Whale Sharks

June 21, 2007 at 11:09 am (Uncategorized)

I saw a news articles on Yahoo News about a Georgia aquarium that keeps whale
sharks.  Well, actually, the article was about how they failed to keep whale
sharks… They’ve had two die in the last few months.  You can read the link
here:  http://news.yahoo.com/s/ap/20070613/ap_on_sc/whale_shark_dies;_ylt=AvwkMwHazr_wOWMp7Hh_pjXMWM0F

After I read this, I was wondering: Just what is a whale shark, and why are
they so hard to keep in captivity?

As the fish’s name suggests, whale sharks are the shark equivalent of baleen
whales.  They are big (growing up to 40 feet long), and they are plankton-eating
filter feeders.  They are found in tropical seas, worldwide, usually near the
surface.  They are harmless to humans.

Like all filter feeders, whale sharks have an enormous mouth for their body
size; their mouths can be over 4 feet wide.  Unusually for sharks, their mouths
are also at the very front of the head, instead of on the underside; this allows
the shark to simply open its mouth while swimming to suck in the huge volume of
water they need in order to filter out enough food.  Remember, these are 15 ton
animals, which eat some of the very smallest prey available.
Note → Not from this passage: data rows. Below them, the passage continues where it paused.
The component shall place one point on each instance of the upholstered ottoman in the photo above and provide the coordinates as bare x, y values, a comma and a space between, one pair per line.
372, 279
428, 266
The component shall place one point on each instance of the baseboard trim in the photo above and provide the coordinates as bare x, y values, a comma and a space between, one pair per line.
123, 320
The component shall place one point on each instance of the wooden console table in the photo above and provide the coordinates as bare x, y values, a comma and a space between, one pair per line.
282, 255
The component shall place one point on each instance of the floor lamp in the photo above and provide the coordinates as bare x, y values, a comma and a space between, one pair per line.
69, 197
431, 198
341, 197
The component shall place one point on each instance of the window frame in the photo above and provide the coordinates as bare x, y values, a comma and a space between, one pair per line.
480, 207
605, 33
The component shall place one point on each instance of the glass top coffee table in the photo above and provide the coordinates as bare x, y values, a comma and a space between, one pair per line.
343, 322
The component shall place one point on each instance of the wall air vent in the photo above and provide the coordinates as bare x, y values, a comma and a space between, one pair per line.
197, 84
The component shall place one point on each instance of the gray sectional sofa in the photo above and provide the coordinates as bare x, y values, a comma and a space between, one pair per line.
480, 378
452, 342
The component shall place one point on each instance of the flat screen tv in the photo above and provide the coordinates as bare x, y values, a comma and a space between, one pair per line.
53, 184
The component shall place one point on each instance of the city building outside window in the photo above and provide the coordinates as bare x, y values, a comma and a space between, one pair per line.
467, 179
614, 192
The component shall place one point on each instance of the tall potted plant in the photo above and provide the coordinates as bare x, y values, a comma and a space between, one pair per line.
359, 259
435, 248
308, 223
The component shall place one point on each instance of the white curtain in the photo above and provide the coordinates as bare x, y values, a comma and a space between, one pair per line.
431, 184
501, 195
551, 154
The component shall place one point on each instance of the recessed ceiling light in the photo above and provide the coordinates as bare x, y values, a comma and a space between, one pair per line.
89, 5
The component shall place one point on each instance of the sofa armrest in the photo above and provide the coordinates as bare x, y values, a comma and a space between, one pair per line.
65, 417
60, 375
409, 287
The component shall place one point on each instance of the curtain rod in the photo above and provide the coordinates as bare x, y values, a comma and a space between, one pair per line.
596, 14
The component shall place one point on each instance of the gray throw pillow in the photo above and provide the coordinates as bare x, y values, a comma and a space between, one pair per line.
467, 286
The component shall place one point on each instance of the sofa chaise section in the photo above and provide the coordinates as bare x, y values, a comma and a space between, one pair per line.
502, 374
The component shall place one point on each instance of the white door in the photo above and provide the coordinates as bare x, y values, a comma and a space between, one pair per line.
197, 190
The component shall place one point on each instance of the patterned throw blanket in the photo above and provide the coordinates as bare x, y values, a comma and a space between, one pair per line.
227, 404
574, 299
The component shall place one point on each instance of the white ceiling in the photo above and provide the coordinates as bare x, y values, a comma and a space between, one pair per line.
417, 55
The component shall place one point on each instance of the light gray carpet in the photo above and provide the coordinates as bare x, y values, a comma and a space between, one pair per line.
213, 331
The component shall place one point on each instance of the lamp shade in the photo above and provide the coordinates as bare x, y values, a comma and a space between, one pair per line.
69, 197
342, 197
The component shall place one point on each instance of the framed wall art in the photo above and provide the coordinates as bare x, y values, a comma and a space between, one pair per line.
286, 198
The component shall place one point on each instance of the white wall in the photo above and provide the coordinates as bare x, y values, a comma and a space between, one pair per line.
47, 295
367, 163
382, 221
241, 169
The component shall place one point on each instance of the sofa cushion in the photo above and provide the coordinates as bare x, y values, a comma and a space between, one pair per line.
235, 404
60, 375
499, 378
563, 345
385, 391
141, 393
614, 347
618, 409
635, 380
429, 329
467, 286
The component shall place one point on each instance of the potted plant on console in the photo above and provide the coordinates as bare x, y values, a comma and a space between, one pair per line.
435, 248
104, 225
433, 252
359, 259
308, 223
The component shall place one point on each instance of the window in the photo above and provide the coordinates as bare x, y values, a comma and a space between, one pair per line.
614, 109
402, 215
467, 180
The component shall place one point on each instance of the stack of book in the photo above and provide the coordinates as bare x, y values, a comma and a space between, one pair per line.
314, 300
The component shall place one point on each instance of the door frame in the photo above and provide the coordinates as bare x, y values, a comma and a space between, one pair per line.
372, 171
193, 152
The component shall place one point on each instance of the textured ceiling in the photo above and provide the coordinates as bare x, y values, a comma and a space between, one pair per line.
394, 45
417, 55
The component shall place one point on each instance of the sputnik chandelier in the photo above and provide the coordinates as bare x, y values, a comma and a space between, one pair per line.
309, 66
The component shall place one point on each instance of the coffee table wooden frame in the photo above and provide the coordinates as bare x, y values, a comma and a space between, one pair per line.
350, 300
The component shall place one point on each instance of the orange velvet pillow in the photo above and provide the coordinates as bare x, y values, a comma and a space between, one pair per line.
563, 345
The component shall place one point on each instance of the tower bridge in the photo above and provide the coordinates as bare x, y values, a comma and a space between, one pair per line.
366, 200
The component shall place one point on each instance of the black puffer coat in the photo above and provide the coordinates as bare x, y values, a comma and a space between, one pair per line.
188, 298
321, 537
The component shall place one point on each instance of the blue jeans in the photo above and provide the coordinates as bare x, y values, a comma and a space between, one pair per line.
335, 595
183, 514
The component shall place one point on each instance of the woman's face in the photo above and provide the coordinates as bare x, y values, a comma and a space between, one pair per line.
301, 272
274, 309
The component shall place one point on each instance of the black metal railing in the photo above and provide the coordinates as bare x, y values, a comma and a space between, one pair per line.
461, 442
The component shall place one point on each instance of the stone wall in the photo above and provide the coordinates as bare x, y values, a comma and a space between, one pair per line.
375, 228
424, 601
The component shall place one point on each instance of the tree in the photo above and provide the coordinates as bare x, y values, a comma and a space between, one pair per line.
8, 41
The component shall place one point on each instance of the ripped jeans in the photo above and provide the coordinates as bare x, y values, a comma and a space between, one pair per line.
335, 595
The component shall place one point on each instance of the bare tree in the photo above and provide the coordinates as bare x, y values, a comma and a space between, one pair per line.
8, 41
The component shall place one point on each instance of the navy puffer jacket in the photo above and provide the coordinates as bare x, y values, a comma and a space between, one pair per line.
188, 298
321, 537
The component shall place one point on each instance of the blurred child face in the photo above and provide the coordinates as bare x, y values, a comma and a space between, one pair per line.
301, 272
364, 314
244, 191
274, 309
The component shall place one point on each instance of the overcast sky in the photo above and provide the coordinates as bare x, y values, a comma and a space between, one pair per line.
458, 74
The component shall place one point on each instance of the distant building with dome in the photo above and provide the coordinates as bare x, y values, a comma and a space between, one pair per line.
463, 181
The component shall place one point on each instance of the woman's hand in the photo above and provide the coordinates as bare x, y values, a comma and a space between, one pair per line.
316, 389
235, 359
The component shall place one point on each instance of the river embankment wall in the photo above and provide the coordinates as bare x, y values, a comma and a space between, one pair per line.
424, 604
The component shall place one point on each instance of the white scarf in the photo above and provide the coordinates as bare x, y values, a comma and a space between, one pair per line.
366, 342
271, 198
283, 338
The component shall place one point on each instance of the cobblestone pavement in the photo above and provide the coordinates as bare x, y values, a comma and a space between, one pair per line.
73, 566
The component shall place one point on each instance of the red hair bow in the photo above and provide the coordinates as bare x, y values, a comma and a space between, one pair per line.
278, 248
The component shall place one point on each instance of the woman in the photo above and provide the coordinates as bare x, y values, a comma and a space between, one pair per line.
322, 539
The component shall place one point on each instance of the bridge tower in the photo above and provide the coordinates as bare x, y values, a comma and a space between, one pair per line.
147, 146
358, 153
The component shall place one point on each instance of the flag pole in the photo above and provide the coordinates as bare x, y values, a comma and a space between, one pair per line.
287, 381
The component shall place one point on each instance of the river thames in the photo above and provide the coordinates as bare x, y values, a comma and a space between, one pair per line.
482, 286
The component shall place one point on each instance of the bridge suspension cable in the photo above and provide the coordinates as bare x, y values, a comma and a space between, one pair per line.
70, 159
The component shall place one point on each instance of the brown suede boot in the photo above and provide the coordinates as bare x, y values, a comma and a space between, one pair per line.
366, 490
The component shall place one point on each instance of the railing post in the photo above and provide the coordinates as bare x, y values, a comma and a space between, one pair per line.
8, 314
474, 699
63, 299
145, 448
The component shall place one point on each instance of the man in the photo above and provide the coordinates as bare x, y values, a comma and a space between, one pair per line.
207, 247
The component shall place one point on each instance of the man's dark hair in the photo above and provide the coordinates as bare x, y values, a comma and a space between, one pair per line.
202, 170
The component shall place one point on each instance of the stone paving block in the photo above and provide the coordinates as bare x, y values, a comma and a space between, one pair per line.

Whale sharks have an ingenious adaptation for filter feeding.  Like all fish,
they have gills.  The external features of gills are obvious to humans: the
slits along the sides of the animal, just behind the head. Internally, however,
gills have a very complex, comb-like structure, designed to get the maximum
water flow over tiny blood vessels, so that the animal can extract oxygen from
that water.  This structure is a good pre-adaptation for filter feeding.  (I may
talk about pre-adaptation in a future post; it is a fascinating subject in
evolutionary biology.)  The whale shark will eat anything which the internal
gill structure traps in the mouth.

While I was looking up information about whale sharks, I came across several
references to Thor Heyerdahl’s famous Kon Tiki expedition, when he sailed a
primitive raft across the South Pacific, and proved that human colonization of
the Polynesian islands was technically feasible for Stone-Age people.  During
the trip, he had an encounter with a whale shark, which he described as the
biggest and ugliest face any of us had ever seen in the whole of our
lives
.

Whale sharks might not be pretty, but they are fascinating.